VIOLENCE: Guns and Virginia Tech

Published on May 01, 2007
Re "Reading the news": One of the most annoying features of our modern, range-of-the-moment, media-driven culture is the inflation of words. Like currency, which loses value when too much of it is printed, overused words become meaningless.

I quickly became tired of the Virginia Tech coverage when the words "hero" and "heroic" started to be bandied about ad nauseam about the survivors of the shooting. At the cost of sounding callous and unsympathetic, I say that most of those who avoided getting killed were simply lucky enough not to be in the most direct line of fire of the kook who went on the murderous rampage.

Heroes - recognized or not - are those who do something extraordinary to save others or improve the lot of others. Heroes were the 9/11 firemen. Heroes are the men and women serving in Iraq. Heroes are the good teachers in our schools who demand excellence from their students, and do so for a pay that is a tiny fraction of what gangsta rappers make.

If I have any sympathy for the Virginia Tech survivors, it's because I see them as victims of that loathsome atmosphere of political correctness pervading our campuses. It was political correctness which prevented follow-ups on the warnings and premonitions of teachers, fellow students, and judges about this madman, all the more so because he was a "minority." God forbid!

It was political correctness that prevented anyone from carrying a gun on that campus. Who knows? Someone could have put a bullet through this guy's head before he killed 32 people. But then, of course, we would have heard all about the use of "excessive force." Oh, no!

And it's political correctness, that makes Ms. Towler muddle the issue between drunk-driving and gun-control laws. When a drunkard gets behind the wheel of a car, he imperils other people, and, yes, you are right in saying that laws are not going to prevent him from doing it. But those laws are NOT an infringement on his rights, because he's infringing upon the rights of other people by driving in an impaired state.

Whose rights am I infringing upon when I lawfully carry a gun? And why do you think it's "bizarre" to suggest that campus guards and students carry guns? Why do you think that so many of these shooting-gallery massacres have taken place on college campuses and high school grounds? Has it crossed your mind that it was precisely because the shooter knew for sure no one was going to shoot back?

Like all issues cherished by liberals - be they global warming, embryonic stem cell research, or eminent domain - the avowed goal is a smokescreen for the real goal: In the case of guns, while claiming to want to protect people, what you really want is more government control and intrusion.

Italo G. Savella, FernwoodPark, Rochester

Mary Anna Towler's response: You want to let college students wander around campus toting guns? Cho Seung-Hui shouldn't have been able to buy a gun.

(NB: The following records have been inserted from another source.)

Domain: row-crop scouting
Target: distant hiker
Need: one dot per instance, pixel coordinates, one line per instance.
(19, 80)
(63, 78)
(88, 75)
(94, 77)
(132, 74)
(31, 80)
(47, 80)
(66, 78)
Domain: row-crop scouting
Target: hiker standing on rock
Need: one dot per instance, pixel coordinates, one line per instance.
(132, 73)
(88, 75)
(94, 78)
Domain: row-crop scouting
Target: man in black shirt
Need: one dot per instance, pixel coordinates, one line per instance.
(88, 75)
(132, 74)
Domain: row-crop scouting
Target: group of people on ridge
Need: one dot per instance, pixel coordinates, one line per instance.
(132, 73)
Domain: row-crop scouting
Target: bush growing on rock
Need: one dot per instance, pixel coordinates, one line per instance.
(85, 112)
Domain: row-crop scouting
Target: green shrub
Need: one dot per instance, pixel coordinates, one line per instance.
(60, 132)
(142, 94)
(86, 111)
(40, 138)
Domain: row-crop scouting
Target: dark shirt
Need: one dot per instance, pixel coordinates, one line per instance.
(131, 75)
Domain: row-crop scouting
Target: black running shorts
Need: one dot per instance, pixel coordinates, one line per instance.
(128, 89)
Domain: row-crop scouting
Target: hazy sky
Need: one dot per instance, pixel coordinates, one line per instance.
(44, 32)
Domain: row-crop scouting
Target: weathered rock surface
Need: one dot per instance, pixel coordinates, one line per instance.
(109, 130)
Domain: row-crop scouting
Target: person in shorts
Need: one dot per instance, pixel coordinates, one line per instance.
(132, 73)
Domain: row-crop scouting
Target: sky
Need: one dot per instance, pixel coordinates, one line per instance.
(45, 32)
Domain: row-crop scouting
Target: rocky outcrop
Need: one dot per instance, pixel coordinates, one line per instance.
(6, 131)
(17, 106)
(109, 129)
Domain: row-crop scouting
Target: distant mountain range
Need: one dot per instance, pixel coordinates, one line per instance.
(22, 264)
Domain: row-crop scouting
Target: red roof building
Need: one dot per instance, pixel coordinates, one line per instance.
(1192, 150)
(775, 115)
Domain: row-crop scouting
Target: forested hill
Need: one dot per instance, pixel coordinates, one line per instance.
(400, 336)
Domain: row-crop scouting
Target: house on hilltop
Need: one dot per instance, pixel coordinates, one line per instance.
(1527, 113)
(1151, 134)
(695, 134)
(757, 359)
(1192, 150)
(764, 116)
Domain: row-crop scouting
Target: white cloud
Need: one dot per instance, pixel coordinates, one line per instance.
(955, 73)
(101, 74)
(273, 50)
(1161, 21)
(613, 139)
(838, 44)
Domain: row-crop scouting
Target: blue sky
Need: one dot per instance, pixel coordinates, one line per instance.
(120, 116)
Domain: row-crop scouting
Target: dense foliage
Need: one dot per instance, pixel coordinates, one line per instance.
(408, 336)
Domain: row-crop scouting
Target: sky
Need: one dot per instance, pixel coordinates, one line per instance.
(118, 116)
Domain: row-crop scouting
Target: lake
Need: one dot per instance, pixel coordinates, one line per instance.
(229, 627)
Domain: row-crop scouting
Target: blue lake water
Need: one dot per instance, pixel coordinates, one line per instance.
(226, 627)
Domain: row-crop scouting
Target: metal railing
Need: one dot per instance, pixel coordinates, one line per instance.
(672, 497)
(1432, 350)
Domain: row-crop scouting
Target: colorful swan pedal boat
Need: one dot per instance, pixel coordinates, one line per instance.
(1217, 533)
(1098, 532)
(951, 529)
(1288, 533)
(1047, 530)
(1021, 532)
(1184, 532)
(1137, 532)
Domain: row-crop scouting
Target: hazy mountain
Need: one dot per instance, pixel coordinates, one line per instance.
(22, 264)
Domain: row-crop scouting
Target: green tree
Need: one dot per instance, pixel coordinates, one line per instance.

And it would be dangerous to let college students - a fair number of whom are known to drink to excess on occasion - carry guns on campus. Or would it be only the "responsible" students who would go to class and to frat parties armed?

I call your attention to Adam Gopnik's commentary in The New Yorker, which includes a discussion of the effect of gun-control laws in other countries. "[T]here is no American particularity about loners, disenfranchised immigrants, narcissism, alienated youth, complex moral agency, or Evil," Gopnik writes. "There is an American particularity about guns."

In general, he writes, countries with strong gun-control laws have less gun violence; those with weak gun-control laws have plenty of it.